He turned now, looked up at her. A kind of Romeo and Juliet pose, he thought, and hoped for a better ending. “Why did you?”
“I’m not sure. I don’t know what to do about you, Declan. I swear to God, I just don’t know. Men’ve never been any trouble for me. Maybe I’ve been trouble for them,” she said with a faint smile. “But you’re the first who’s given me any.”
He started up to her. “None of them loved you.”
“No, none of them loved me. Wanted me. Desired me, but that’s the easy part. You can be careless with wants. And I’ll tell you the truth. Sometimes, most times, I enjoyed that carelessness. Not just the sex, but the dance. The game. Whatever you want to call that courtship that’s no courtship at all. When the music stops, or the game’s over, there might be some bumps and bruises, but nobody’s really hurt.”

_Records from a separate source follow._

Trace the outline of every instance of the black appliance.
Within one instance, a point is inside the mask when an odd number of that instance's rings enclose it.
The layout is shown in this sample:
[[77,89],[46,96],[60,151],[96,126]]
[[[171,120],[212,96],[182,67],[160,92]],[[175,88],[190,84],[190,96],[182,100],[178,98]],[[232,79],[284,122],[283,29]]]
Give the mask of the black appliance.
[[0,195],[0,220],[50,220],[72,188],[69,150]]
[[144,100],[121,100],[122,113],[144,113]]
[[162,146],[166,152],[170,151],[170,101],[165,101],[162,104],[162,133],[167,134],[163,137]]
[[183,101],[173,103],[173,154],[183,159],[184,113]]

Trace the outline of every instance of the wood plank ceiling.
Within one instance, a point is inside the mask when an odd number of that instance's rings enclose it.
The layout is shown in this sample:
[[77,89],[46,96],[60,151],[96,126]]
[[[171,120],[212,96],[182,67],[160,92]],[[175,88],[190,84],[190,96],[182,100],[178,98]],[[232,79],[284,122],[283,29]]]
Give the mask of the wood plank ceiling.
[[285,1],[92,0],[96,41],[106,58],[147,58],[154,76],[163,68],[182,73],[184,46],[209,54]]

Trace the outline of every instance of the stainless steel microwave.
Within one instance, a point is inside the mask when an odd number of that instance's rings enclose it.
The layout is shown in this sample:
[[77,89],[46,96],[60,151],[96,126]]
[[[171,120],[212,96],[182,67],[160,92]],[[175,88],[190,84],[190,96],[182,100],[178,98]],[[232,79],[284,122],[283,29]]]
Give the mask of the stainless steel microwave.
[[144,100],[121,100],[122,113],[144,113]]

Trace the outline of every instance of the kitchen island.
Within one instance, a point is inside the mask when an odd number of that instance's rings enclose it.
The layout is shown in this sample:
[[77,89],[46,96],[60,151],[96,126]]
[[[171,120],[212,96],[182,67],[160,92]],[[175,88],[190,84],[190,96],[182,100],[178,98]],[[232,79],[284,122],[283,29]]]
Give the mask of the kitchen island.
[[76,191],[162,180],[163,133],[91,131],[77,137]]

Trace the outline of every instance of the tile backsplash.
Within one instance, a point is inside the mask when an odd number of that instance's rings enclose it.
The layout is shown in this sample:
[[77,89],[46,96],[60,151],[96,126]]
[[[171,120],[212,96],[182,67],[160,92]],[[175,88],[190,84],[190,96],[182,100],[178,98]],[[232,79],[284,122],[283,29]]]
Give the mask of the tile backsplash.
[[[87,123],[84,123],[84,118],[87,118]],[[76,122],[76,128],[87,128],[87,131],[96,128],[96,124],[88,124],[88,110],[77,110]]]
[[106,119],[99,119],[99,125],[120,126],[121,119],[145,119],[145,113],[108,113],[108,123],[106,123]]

“But this isn’t a game between the two of us.”
“I’ve already hurt you.”
“Bumps and bruises so far, Lena.” He stopped, face-to-face with her. “Bumps and bruises.”
“When you look at me, what are you seeing? Someone, something else from before. You can’t run the living on the dead.”
“I see you clear enough. But I see something else in both of us that shouldn’t be ignored or forgotten. Maybe something that needs to be put right before we can move on.”
He reached in his pocket, pulled out Lucian’s watch. “I gave this to you once before, about a hundred years ago. It’s time you had it back.”
Her fingers chilled at the idea of holding it. “If this is true, don’t you see it all ended in grief and death and tragedy? We can’t change what was. Why risk bringing it on again?”
“Because we have to. Because we’re stronger this time.” He opened her hand, put the watch into her palm, closed her fingers over it. “Because if we don’t set it right, it never really ends.”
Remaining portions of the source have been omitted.